Open Triang3l opened 10 years ago
By the way, maybe implement Fast4VerticesSSE on Linux?
void *pCurrPos = m_pCurrPosition;
__m128 m1, m2, m3;
m1 = _mm_load_ps((float *)vtx_a);
m2 = _mm_load_ps((float *)vtx_a + 4);
m3 = _mm_load_ps((float *)vtx_a + 8);
_mm_stream_ps((float *)pCurrPos, m1);
_mm_stream_ps((float *)pCurrPos + 4, m2);
_mm_stream_ps((float *)pCurrPos + 8, m3);
m1 = _mm_load_ps((float *)vtx_b);
m2 = _mm_load_ps((float *)vtx_b + 4);
m3 = _mm_load_ps((float *)vtx_b + 8);
_mm_stream_ps((float *)pCurrPos + 12, m1);
_mm_stream_ps((float *)pCurrPos + 16, m2);
_mm_stream_ps((float *)pCurrPos + 20, m3);
m1 = _mm_load_ps((float *)vtx_c);
m2 = _mm_load_ps((float *)vtx_c + 4);
m3 = _mm_load_ps((float *)vtx_c + 8);
_mm_stream_ps((float *)pCurrPos + 24, m1);
_mm_stream_ps((float *)pCurrPos + 28, m2);
_mm_stream_ps((float *)pCurrPos + 32, m3);
m1 = _mm_load_ps((float *)vtx_d);
m2 = _mm_load_ps((float *)vtx_d + 4);
m3 = _mm_load_ps((float *)vtx_d + 8);
_mm_stream_ps((float *)pCurrPos + 36, m1);
_mm_stream_ps((float *)pCurrPos + 40, m2);
_mm_stream_ps((float *)pCurrPos + 44, m3);
Oh, well, I guess clobbers are not required because of emms
. But still, needs more research.
In CVertexBuilder functions FastVertex and FastVertexSSE (both have two overloads for DX7 and DX8 meshes) in public/materialsystem/imesh.h, clobbered MMX and SSE are not specified in the list.

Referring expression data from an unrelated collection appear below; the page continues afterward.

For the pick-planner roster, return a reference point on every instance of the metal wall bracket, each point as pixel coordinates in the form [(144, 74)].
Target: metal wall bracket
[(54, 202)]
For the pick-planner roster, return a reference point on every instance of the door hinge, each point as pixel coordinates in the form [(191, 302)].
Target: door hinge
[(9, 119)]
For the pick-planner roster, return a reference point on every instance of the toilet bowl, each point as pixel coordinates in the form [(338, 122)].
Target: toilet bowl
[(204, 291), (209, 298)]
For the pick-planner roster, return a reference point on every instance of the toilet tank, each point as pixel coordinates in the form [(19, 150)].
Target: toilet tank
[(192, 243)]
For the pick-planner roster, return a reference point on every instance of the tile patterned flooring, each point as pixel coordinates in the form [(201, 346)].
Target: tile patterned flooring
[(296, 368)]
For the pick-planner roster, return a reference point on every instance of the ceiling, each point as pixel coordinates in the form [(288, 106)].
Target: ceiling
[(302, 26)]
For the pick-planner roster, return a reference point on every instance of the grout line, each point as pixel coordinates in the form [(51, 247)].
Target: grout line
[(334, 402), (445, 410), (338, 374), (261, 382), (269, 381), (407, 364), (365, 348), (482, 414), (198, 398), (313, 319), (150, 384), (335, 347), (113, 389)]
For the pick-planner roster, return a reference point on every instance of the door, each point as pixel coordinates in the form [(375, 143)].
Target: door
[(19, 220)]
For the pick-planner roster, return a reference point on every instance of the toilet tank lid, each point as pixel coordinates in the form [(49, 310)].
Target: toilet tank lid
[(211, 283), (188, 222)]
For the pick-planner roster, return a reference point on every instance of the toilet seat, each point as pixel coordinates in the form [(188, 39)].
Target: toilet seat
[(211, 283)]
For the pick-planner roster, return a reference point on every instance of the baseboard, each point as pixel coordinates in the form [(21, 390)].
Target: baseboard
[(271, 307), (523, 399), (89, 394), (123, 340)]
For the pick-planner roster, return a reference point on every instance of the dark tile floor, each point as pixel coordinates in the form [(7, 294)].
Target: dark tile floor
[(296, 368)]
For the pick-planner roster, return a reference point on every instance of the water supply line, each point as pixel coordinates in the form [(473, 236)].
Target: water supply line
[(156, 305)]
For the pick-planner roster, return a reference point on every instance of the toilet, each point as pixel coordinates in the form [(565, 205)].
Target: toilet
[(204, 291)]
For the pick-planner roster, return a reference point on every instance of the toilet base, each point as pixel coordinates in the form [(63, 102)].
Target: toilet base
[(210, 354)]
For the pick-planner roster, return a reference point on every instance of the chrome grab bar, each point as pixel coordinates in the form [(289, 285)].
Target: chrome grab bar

Since CStudioRender::R_StudioDrawDynamicMesh doesn't seem to do any other x87, MMX or SSE operations, not listing the clobbered registers doesn't cause anything bad now, but still, it would be better to list them properly to avoid possible issues in the future.